DWP denies £326 cost of living payment to UC claimants

UC claimants

The first £326 payment was supposed to be given to around 8 million people in receipt of means-tested state benefits in July

Charities have condemned the “outrageous” decision to deny some vulnerable Britons the emergency cost of living payment over benefit sanctions.

The first £326 payment was supposed to be given to around 8 million people in receipt of means-tested state benefits in July – but it emerged that some on Universal Credit have missed out.

Department for Work and Pensions (DWP) guidance for JobCentre staff told them to refuse the one-off payment to some who have been sanctioned, according to The Mirror.

The guidance is said to have told staff that those who Universal Credit was stopped due to a sanction during the ‘qualifying period’ this spring – saying they ‘will not be entitled to a cost of living payment’.

Sanctions – which can see Universal Credit payments cut or stopped – can be imposed if staff decide they ‘fail to take all reasonable actions to find paid work’.

Mark Winstanley, chief executive of Rethink Mental Illness, said the government had to rethink the “outrageous” decision to allow the special payment to be withheld while energy bills and food prices soar.

This decision compounds the distress sanctions cause, inflicting significant damage on people’s mental health, said the charity leader.

Winstanley added: The DWP must urgently review this decision and administer the cost-of-living payment to those affected as soon as possible to prevent unnecessary suffering and harm.

Green party peer Natalie Bennett said it was ‘utterly indefensible – people who’ll have most desperate need of the help denied it’.

Marc Francis from the anti-poverty group Z2K Trust also urged the DWP to reconsider penalising those who have problems with their Universal Credit claim.

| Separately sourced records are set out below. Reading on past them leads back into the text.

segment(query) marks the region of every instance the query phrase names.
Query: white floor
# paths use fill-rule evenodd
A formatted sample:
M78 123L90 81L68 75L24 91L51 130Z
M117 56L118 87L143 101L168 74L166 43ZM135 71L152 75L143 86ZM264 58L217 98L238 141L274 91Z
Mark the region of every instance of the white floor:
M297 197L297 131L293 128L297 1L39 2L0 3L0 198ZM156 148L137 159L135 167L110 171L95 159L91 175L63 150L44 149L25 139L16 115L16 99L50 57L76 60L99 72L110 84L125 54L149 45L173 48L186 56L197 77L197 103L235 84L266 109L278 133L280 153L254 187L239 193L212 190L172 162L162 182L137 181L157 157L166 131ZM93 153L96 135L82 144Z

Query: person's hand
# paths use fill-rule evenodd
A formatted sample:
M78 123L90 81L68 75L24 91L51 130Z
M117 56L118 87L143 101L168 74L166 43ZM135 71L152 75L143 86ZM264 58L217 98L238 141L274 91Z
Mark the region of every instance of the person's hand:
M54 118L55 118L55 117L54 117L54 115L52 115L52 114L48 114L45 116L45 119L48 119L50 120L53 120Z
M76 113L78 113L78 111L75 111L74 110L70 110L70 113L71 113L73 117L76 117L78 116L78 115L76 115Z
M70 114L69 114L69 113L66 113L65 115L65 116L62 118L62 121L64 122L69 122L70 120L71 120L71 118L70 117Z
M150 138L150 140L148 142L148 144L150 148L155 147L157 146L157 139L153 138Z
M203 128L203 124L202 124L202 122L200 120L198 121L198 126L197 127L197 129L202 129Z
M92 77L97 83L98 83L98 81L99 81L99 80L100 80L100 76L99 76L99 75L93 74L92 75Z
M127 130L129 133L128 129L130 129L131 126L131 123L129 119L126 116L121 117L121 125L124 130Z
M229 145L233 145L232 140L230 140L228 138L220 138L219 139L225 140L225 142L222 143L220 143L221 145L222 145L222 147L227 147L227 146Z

He said: These one-off payments are designed first and foremost to ensure people aren’t left unable to afford to put food on the table food or freezing in their homes.

Rethink charity said it was ‘alarmed’ at the rise in sanctions. The latest figures, released on Tuesday, show that just over 186,000 sanctions were handed out between January and April of this year.

It is more than double the 74,000 penalties issued for the same period in 2019 before the Covid pandemic. The mental health charity called on the DWP to put ‘an immediate end’ to the ‘cruel’ sanctions for those living with mental illness and disabilities.

The Z2K Trust said the sanctions’ regime was ‘notoriously over-zealous’, and left many people without any money for weeks on end – saying it was one reason why so many are turning to the food banks.